[Ed. note: This post is by MARIN, one of the finalists in ATL Idol, the "reality blogging" competition that will determine ATL's next editor. It is marked with Marin's avatar (at right).]
From ergonomic wrist supports to dual computer monitors, law firms wring every ounce of productivity from the attorneys they haven’t axed (yet). But while firms close branch offices and fire scores of lawyers, we submit that the answer to the current economic slump isn’t merging firms – it’s merging people. Everybody knows that two lawyers are better than one. It’s time for firms to get both and pay half; time for attorney mating.
No more legions of staff attorneys or filibuster roll-calls. Say goodbye to team meetings that resemble the Last Supper. Through attorney mating, firms can combine, say, the skills of master litigators with those of corporate powerhouses in order to produce uberlawyers with the efficiency of ten Aeron chairs. Using genetic samples from parent attorneys and the latest in Photoshop technology, we’ll give you a sneak peak at the offspring of some of the most sought-after combinations.

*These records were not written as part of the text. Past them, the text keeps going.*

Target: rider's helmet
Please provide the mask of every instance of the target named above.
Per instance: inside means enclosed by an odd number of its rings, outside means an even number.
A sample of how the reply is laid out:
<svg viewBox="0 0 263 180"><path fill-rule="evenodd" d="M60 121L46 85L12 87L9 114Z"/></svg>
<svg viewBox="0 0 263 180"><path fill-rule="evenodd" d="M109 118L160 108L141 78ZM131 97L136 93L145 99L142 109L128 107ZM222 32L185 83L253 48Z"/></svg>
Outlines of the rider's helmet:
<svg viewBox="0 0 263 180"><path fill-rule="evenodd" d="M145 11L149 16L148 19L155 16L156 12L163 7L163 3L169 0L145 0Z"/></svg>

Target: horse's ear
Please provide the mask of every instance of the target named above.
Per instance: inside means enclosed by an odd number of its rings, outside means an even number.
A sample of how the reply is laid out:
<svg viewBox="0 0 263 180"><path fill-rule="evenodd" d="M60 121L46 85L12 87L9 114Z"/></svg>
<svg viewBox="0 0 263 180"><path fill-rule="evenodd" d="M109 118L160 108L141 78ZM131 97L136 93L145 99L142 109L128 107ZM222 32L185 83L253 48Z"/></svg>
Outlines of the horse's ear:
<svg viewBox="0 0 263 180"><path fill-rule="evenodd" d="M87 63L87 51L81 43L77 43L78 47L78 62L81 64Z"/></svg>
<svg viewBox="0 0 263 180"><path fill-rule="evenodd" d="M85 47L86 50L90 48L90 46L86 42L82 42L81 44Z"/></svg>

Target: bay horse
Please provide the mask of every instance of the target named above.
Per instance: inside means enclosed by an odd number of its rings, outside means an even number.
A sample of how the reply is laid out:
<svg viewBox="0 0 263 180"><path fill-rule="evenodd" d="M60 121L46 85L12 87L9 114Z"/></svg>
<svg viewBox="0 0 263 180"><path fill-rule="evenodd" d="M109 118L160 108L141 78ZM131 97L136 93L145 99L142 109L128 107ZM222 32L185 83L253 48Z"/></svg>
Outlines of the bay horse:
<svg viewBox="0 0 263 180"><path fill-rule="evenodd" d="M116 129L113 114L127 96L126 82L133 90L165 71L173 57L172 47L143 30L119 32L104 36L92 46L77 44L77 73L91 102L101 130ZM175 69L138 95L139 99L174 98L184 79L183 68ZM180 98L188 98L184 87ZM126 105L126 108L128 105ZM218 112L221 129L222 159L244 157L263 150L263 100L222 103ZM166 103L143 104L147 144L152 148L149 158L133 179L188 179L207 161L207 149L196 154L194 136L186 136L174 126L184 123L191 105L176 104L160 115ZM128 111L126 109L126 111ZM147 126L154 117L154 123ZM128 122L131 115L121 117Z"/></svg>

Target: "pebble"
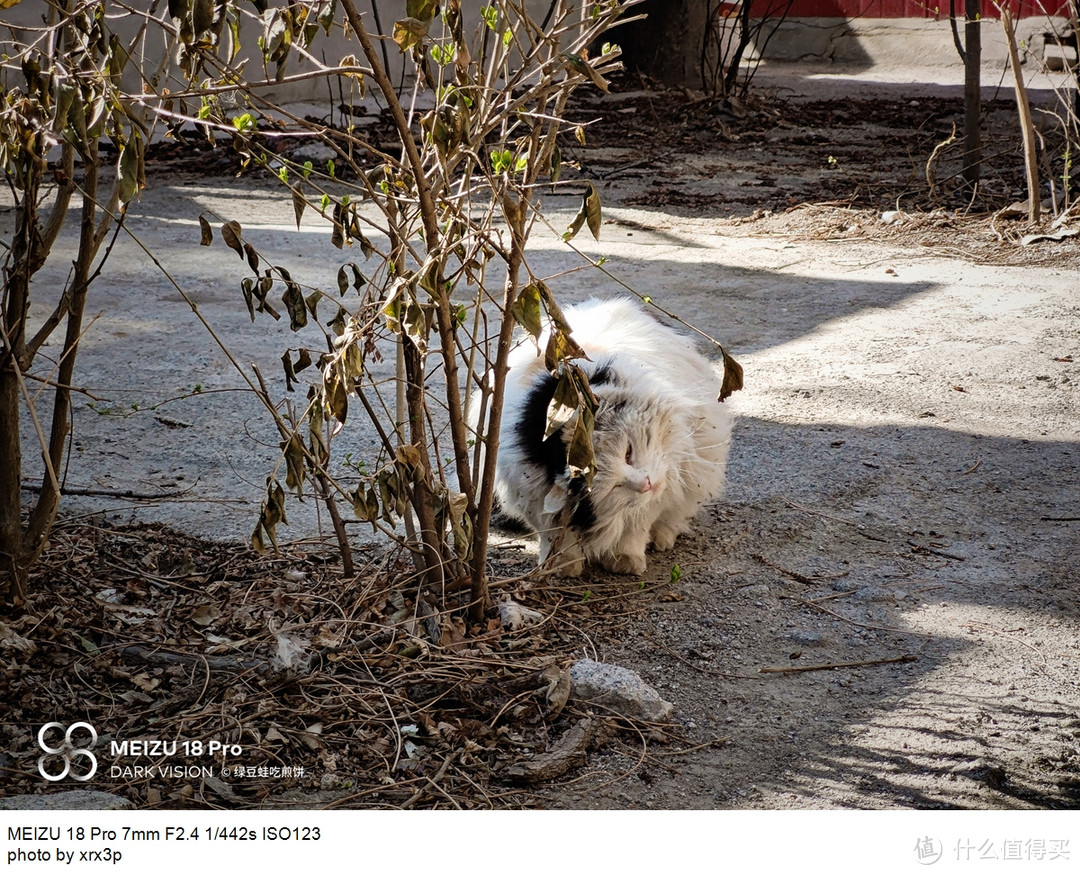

Read more, after the jump.
We’ve hand-picked a crop of legal superstars for genetic reformulation. Browse the match-ups below and tune in on Thursday for a revealing look at the
monsters products of these pairings:
Jeremy Pitcock — Eliot Spitzer
Blends aggression inside and outside the courtroom with transparency and blameless virtue.
Aaron Charney — H. Rodgin Cohen
Marries the ultimate in synergy with the latest in Nazi defenses.
Alex Kozinski — Elizabeth Halverson
Unites refined taste in porn with porn star looks.
Ann Althouse — Tom GoldsteinCombines sound reasoning and cultural sensitivity with impeachable editing and grammar.